This is a guest post by Mike Rigby of MRA Marketing:
In lockdown, most of us turned to digital media. There wasn’t much we didn’t do online. Whatever our attitudes and expertise, people of all ages became digital natives.
We know a lot about this, courtesy of YouGov and the Reuters Institute for the Study of Journalism’s annual research into the state of digital news (www.digitalnewsreport.org). They studied 80,000 adults in 40 countries. Research doesn’t get more authoritative.

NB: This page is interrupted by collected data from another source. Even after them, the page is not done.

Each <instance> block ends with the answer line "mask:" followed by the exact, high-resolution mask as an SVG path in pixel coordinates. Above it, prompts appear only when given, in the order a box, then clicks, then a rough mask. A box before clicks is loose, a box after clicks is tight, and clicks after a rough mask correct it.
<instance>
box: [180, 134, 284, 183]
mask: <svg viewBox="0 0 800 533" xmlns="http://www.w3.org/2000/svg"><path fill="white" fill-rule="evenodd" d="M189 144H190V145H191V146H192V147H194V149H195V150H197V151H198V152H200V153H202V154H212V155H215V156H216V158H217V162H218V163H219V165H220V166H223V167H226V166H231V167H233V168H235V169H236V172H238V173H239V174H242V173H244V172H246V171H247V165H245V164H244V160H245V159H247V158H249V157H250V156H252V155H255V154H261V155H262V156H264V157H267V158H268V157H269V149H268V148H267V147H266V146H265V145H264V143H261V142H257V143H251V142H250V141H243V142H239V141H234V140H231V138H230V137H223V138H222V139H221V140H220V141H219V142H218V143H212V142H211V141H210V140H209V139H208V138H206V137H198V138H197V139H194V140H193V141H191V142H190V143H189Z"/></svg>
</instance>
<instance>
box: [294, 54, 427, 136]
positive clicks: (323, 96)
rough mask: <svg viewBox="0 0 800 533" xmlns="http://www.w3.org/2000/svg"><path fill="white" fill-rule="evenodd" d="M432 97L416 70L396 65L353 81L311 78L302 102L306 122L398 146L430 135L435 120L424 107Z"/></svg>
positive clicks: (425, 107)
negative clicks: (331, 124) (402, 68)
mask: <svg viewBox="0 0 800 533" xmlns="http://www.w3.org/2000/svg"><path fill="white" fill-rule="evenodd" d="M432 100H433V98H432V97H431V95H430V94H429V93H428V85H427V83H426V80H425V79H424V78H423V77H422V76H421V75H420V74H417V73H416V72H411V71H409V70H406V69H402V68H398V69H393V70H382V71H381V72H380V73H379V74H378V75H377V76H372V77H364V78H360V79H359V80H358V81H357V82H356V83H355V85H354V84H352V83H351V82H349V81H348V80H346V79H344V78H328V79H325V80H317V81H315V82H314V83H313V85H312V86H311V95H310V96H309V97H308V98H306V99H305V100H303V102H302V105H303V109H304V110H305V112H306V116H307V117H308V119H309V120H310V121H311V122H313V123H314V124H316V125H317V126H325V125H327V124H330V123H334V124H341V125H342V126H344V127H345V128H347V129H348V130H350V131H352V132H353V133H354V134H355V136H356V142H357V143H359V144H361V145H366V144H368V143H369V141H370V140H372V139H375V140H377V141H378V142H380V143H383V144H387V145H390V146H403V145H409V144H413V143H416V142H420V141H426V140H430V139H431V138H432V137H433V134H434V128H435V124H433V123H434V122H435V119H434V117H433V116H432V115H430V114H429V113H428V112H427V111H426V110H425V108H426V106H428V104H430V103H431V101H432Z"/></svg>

Trust has declined in traditional consumer media, politicians, and institutions, but why? It’s the mixing of fact and opinion that makes it harder to know which is which. It’s fallen faster and farther online. Are those videos real? Is that fact correct? Did Einstein say that?
Trust in the news dropped 20% in the UK since 2015. Even the BBC is seen by many as pushing a view or suppressing agendas, and it’s distrusted over Brexit. The Financial Times which used to scrupulously separate fact from opinion, enabling readers to make up their own minds, succumbed too. In campaigning for causes and pushing opinions, trust is the first casualty.
There’s a gradient in trustworthiness, from BBC News (64%) and the Financial Times (58%), down to the Daily Mail/MailOnline (28%), Daily Mirror (23%), and Sun (16%) where more people distrust them than trust. Trust falls off a cliff with News in search online (15%) and News in social media (6%).
Do we care? Sixty per cent prefer their consumer media to have no point of view while 28% want media that serve pre-cooked views.
It’s not just the media. We’re guilty too. Since the Hackitt review challenged the ambiguity of product information, the CPA’s Marketing Integrity Group is working to put Construction’s house in order. Lesson one, keep fact and opinion quite separate.